Using a mixed-model analysis to account for mPFC cortical region (PL vs IL), subcortical projection target (SI/VP vs BLA), and layer (L2/3 vs L5), we first identified a significant effect of subcortical projection target (F(1,129) = 54.36; p < 0.001), with a denser mPFC projection to the SI/VP than to the BLA (BF, 75.1 cells/mm2 ± 8.8, vs BLA, 7.6 cells/mm2 ± 10; p < 0.001), with both the PL and the IL showing the same pattern (cortical regions × subcortical target; F(1,110) = 0.64; p = 0.43; Fig. 1F–H). Next, we looked at the density of subcortical innervation from different cortical layers of the mPFC and saw a significant difference in density of SI/VP versus BLA innervation across layers (subcortical target × layer; F(1,109) = 14.79; p < 0.001). A pairwise comparison showed that mPFC (PL and IL) projections to the SI/VP are denser than to the BLA out of superficial (L2/3, p = 0.004) and deep layers (L5, p < 0.001; Fig. 1H). However, overall, L5 of the mPFC sends a denser projection to the SI/VP than L2/3 (p < 0.001). On the other hand, although the mPFC-to-BLA projection is dense from L2/3, there was enough variability in BLA output throughout the layers, such that there were no differences in mPFC→BLA output between L2/3 and L5 (p = 0.17; Fig. 1K, green).
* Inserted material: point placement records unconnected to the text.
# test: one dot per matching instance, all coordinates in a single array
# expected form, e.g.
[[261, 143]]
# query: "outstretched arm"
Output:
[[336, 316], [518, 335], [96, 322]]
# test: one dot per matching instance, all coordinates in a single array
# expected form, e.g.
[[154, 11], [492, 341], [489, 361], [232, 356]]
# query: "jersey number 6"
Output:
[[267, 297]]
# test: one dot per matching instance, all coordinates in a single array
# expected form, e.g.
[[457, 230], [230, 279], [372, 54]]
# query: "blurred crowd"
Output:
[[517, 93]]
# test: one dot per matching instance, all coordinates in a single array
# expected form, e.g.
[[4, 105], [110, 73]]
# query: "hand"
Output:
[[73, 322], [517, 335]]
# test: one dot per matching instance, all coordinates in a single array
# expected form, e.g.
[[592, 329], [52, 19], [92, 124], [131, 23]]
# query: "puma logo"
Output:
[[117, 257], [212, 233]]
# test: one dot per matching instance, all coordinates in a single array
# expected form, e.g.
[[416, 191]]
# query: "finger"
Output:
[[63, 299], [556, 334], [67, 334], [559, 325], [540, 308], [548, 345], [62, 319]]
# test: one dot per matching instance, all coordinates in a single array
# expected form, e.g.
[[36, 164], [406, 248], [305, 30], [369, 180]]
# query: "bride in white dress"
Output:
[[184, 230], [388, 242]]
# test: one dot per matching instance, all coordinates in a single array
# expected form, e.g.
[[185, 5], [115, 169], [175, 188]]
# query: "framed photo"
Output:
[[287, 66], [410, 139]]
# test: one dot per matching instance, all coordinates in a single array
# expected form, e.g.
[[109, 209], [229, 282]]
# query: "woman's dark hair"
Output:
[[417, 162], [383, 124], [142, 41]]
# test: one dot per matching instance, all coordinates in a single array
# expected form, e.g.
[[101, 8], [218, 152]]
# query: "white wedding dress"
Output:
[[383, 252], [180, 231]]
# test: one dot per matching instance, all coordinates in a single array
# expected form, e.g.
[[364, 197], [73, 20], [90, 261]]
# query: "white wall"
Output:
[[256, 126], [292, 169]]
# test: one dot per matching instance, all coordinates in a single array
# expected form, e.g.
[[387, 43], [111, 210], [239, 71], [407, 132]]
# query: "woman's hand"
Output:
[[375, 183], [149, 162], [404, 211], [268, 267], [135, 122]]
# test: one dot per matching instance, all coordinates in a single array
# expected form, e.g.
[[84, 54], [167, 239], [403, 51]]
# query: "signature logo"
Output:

Next, we were interested in whether mice show a denser projection from the IL than the PL to the SI/VP of the BF, as was previously observed in rats (Vertes, 2004). The mixed-model analysis showed a threshold effect of cortical region (IL vs PL; F(1,110) = 3.92; p = 0.05), suggesting denser overall projections from the IL than PL to subcortical targets (IL, 49.5 cells/mm2 ± 9; PL, 33.2 cells/mm2 ± 9). Note that although L5 IL→SI/VP projections were seemingly more numerous than L5 PL→SI/VP projections (Fig. 1J,K, magenta), the three-way comparison of cortical region × subcortical target × layer was not significant (F(1,109) = 1.007; p > 0.05).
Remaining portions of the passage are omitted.